He conducted her back to the palace in great state. There a magnificent banquet had been prepared, and soon after the wedding was celebrated, amid the rejoicings of the whole island. The feast lasted three days, and every one who saw the fair Queen Guda in her rich and costly robes, seated on the throne beside her husband, declared no more beautiful queen could possibly have been found, and though the king had loved his first wife, he soon became so completely wrapped up in Guda, that her word was law in everything.

Some months after the wedding, a war broke out in a neighbouring kingdom, belonging to a cousin of the king, who had, therefore, to start off and help him, as his enemies were too strong for him to fight them alone.

The king, therefore, ordered out his war-galleys, and, as he expected to be away some time, he, at the queen’s request, handed her his royal signet ring, begging her to rule the kingdom during his absence, and be a kind and loving mother to his two children, Thorwald and Ingibjörg.

This Guda promised she would do. So the king took a tender farewell of his wife and children, and getting on board his ship, followed by his men, a strong wind rapidly carried the vessels out of sight.

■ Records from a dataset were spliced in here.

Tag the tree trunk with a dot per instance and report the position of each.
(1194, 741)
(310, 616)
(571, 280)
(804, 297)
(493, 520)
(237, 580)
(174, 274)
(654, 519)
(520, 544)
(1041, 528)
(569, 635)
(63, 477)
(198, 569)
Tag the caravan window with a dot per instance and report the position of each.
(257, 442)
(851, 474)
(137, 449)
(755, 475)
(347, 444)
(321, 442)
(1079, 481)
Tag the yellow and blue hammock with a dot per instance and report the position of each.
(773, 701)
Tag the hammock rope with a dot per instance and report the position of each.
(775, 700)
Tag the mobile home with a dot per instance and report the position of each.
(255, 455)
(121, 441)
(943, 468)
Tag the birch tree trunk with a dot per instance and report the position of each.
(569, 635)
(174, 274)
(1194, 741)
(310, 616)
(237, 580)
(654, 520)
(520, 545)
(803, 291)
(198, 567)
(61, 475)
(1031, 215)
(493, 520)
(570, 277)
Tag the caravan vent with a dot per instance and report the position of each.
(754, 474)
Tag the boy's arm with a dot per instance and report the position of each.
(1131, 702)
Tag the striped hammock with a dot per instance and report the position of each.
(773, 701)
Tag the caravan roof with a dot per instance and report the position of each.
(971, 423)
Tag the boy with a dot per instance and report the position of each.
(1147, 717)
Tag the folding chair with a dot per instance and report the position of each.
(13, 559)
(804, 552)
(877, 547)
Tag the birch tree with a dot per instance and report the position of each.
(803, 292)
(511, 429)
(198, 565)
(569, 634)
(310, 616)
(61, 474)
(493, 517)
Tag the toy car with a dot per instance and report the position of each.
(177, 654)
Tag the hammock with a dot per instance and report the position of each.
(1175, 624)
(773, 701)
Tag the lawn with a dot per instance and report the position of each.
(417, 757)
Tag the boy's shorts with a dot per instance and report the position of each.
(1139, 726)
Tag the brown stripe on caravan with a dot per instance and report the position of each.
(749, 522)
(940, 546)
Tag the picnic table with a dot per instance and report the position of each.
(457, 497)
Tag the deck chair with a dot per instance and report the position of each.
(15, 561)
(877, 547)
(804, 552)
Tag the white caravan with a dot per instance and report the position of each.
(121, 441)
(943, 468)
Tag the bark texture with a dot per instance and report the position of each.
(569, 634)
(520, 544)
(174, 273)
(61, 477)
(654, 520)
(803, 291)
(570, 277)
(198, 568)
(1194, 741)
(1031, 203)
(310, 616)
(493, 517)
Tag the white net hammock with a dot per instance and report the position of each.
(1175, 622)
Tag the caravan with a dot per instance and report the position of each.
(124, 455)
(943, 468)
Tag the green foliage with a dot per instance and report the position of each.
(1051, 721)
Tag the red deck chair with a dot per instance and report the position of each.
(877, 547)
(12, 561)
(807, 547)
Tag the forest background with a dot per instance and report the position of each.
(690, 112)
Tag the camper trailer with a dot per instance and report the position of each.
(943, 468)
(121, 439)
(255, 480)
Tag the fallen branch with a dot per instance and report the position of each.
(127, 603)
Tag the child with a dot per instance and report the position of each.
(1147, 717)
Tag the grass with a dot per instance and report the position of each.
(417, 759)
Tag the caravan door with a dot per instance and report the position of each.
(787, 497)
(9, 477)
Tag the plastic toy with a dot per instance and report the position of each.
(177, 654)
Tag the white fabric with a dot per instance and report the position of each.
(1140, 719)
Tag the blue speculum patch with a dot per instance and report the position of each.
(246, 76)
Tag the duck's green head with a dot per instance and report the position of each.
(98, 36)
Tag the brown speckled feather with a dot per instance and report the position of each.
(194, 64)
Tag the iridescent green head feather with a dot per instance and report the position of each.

For some little time after the king had left, Queen Guda was very kind to the children. She had them to dine at her own table, gave them fruit and sweets and toys, and often took them for drives in her beautiful chariot, with the cream-coloured horses.

Then one day she asked them to go down to the shore with her and play some games.

It was a beautiful morning; the sun shone warm and bright, the blue sea was smooth and glistening like a great sheet of glass, and as the tiny wavelets receded, the golden sands were strewn with lovely pink and violet shells and glistening feathery weeds of every hue and shade.

“Oh, Thorwald!” cried Ingibjörg, running up to her brother and laughing merrily, her arms filled with long trails of crimson and green seaweed. “Look how beautiful they are! Let us play at being king and queen, and I will make two lovely crowns.”

“No; come here, children,” said the queen. She had walked some little distance along the shore, and now stood beside a big square stone. Then, as Thorwald and Ingibjörg came near her, she muttered, “Open, oh stone!” And at these words the great square stone parted asunder, showing a large cavity inside, and before the children knew what had happened, Queen Guda had pushed them both in; the stone closed with a snap, and, giving it a strong shove, she rolled the stone into the sea.